The global pandemic caused by the SARS-CoV-2 coronavirus has highlighted the urgent need to develop new antiviral treatments, particularly for respiratory infections. In this context, transmembrane serine protease type 2 (TMPRSS2), which is involved in the entry mechanism of several viruses, including SARS-CoV-2, is a key target. Human Airway Trypsin-Like Protease (HAT), TMPRSS11D, that also allows to facilitate virus entry and participates to the inflammatory response in lung, constitutes an emerging target.

Our research focuses on the design of coumarin-3-carboxylic acid derivatives as inhibitors of these two transmembrane serine proteases. The aim is to explore the synthesis of substituted 3-phenoxycarbonyl ester derivatives and to assess their inhibitory activity against TMPRSS2 and HAT. We are particularly interested in introducing basic groups into the structure to maximize the selective inhibition of these proteases.

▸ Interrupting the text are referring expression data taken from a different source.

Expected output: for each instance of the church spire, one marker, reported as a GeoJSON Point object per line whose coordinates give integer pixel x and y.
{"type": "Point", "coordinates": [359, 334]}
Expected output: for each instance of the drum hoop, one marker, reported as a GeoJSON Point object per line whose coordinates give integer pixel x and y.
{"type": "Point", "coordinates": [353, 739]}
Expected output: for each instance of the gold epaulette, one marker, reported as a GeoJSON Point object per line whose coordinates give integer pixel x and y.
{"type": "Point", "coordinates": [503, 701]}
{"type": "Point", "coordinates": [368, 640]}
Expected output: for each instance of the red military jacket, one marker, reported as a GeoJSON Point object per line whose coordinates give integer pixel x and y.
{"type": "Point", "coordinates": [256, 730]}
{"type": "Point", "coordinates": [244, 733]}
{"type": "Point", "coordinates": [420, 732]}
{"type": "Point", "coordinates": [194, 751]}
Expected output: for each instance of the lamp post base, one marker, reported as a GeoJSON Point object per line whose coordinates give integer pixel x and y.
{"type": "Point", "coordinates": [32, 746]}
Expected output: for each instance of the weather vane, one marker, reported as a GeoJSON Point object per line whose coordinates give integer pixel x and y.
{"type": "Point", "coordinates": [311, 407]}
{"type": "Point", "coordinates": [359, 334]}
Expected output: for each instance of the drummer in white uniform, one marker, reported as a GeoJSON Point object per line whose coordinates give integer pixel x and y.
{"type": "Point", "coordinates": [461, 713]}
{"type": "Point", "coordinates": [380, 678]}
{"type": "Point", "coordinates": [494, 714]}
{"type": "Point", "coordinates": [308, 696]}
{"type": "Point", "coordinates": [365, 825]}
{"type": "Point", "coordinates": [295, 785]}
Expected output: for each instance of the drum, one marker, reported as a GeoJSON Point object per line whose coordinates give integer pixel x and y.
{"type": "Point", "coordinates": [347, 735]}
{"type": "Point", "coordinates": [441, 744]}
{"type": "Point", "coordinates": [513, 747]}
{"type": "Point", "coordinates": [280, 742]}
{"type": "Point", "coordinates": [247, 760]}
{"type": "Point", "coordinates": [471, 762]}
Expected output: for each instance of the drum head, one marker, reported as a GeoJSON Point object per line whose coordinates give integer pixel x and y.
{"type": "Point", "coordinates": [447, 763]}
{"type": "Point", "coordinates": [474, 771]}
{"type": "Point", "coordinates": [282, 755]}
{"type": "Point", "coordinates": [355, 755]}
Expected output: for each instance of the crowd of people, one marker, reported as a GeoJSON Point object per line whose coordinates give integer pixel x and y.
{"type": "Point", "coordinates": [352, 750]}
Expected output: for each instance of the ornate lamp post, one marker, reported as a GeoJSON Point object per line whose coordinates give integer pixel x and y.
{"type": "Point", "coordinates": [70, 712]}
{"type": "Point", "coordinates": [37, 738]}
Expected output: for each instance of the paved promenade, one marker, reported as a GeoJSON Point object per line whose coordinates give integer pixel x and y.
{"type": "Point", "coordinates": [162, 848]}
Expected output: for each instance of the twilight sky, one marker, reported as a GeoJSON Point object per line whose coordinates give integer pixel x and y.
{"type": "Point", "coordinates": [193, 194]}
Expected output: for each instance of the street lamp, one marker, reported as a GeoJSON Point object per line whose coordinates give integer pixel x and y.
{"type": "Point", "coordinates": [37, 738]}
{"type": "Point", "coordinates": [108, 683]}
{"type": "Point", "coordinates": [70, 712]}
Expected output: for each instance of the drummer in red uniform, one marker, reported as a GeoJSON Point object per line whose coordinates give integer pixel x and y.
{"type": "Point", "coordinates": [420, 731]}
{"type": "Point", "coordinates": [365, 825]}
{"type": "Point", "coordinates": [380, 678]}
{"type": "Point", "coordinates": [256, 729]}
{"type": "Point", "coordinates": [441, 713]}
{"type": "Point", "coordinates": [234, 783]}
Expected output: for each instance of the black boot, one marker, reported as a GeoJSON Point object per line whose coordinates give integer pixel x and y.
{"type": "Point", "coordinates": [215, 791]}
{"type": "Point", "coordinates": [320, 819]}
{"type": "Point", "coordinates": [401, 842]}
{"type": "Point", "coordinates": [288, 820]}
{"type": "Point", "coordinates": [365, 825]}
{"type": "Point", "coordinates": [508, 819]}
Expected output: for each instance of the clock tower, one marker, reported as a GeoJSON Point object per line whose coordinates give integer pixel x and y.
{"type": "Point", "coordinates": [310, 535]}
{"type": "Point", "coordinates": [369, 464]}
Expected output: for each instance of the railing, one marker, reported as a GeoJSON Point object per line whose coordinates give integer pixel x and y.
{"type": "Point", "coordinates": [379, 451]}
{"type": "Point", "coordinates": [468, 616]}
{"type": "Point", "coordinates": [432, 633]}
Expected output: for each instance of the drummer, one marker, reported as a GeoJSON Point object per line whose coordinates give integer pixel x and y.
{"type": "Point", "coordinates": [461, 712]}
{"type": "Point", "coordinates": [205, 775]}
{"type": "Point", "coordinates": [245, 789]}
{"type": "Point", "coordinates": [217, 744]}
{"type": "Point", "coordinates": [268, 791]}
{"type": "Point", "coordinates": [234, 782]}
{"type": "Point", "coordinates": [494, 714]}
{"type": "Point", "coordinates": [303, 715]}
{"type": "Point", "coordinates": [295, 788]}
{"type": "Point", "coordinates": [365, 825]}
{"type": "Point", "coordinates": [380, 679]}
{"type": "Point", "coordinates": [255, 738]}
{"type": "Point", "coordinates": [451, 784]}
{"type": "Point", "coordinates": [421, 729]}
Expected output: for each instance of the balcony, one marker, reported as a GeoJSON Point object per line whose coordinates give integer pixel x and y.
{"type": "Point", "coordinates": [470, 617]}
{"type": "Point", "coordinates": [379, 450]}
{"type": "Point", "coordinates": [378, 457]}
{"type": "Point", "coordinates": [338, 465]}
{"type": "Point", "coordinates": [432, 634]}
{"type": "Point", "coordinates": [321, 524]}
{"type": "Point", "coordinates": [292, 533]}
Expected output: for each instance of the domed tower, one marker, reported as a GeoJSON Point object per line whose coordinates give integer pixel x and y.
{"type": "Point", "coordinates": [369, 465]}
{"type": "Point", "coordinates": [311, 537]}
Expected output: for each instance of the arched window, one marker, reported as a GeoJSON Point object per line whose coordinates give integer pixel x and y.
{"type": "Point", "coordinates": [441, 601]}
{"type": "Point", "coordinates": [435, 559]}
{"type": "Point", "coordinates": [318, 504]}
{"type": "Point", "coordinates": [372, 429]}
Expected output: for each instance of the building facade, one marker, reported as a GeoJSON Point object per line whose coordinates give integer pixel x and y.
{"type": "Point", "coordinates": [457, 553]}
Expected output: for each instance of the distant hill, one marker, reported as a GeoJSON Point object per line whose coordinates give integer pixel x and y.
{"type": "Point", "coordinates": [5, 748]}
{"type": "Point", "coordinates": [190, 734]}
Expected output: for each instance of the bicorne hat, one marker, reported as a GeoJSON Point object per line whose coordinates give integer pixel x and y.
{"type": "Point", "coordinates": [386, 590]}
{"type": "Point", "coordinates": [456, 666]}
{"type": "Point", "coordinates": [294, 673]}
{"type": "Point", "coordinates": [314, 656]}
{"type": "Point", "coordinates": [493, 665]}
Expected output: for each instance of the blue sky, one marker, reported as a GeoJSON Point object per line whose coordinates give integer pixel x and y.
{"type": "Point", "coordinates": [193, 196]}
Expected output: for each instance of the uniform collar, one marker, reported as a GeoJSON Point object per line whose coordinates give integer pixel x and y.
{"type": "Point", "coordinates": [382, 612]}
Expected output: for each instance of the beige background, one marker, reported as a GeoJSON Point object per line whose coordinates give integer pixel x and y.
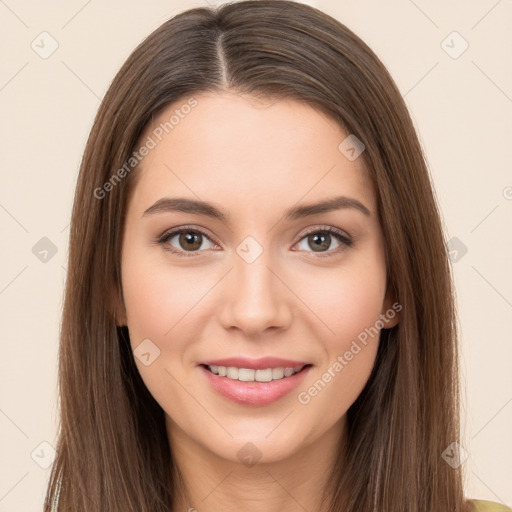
{"type": "Point", "coordinates": [462, 108]}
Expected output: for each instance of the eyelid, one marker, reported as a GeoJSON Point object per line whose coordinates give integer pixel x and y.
{"type": "Point", "coordinates": [343, 237]}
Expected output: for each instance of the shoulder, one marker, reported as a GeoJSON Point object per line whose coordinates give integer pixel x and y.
{"type": "Point", "coordinates": [487, 506]}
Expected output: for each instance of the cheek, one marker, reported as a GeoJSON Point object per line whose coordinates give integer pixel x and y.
{"type": "Point", "coordinates": [157, 297]}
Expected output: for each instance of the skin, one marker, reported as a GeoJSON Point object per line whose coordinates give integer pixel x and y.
{"type": "Point", "coordinates": [253, 160]}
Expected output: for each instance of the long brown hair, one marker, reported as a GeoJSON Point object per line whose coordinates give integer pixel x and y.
{"type": "Point", "coordinates": [112, 450]}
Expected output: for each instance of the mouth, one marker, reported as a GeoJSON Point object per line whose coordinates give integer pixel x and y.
{"type": "Point", "coordinates": [250, 387]}
{"type": "Point", "coordinates": [252, 375]}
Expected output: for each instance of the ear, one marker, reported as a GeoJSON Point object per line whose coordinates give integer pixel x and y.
{"type": "Point", "coordinates": [390, 314]}
{"type": "Point", "coordinates": [118, 307]}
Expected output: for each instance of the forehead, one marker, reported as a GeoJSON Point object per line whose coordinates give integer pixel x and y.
{"type": "Point", "coordinates": [241, 152]}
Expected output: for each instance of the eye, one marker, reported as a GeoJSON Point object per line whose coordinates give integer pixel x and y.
{"type": "Point", "coordinates": [320, 240]}
{"type": "Point", "coordinates": [186, 240]}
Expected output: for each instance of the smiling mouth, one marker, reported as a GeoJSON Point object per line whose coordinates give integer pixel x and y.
{"type": "Point", "coordinates": [250, 375]}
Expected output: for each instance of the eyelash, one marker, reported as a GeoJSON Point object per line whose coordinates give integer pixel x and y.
{"type": "Point", "coordinates": [339, 235]}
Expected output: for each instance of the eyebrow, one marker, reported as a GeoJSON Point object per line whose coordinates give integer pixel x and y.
{"type": "Point", "coordinates": [185, 205]}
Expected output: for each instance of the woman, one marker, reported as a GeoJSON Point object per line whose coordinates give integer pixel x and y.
{"type": "Point", "coordinates": [259, 311]}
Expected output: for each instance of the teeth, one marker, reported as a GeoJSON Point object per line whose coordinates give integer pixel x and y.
{"type": "Point", "coordinates": [248, 375]}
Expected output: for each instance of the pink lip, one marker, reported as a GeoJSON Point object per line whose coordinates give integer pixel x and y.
{"type": "Point", "coordinates": [255, 364]}
{"type": "Point", "coordinates": [254, 393]}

We have synthesized a series of derivatives bearing basic groups at different positions relative to the phenyl ring and also modulated the leaving groups present at the 6-position (i.e. chloromethyl and acetoxymethyl groups). These compounds were evaluated in enzymatic assays to quantify their inhibitory activity against TMPRSS2 and HAT.
In addition, their potential cytotoxic effect was assessed on several cell lines, including embryonic lung cells to select the most pertinent hit compounds.

First results indicate that several coumarin derivatives show promising inhibitory activity against TMPRSS2 and HAT and most these hit derivatives were found non-toxic, indicating good therapeutic potential. In terms of stability, our tests showed that more neutral conditions improved the stability of certain derivatives.

Further studies are ongoing to better characterize the inhibition mechanisms and to refine pharmacomodulations to design second-generation of compounds. We will also extend testing by evaluating their antiviral potential against different viral strains, including SARS-CoV-2, to assess their efficacy.
In conclusion, we succeed in highlighting the potential of coumarin derivatives to inhibit TMPRSS2 and HAT, proposing thus a novel family of compounds with varied mechanisms of inhibition in the treatment of respiratory infections and the management of future pandemics.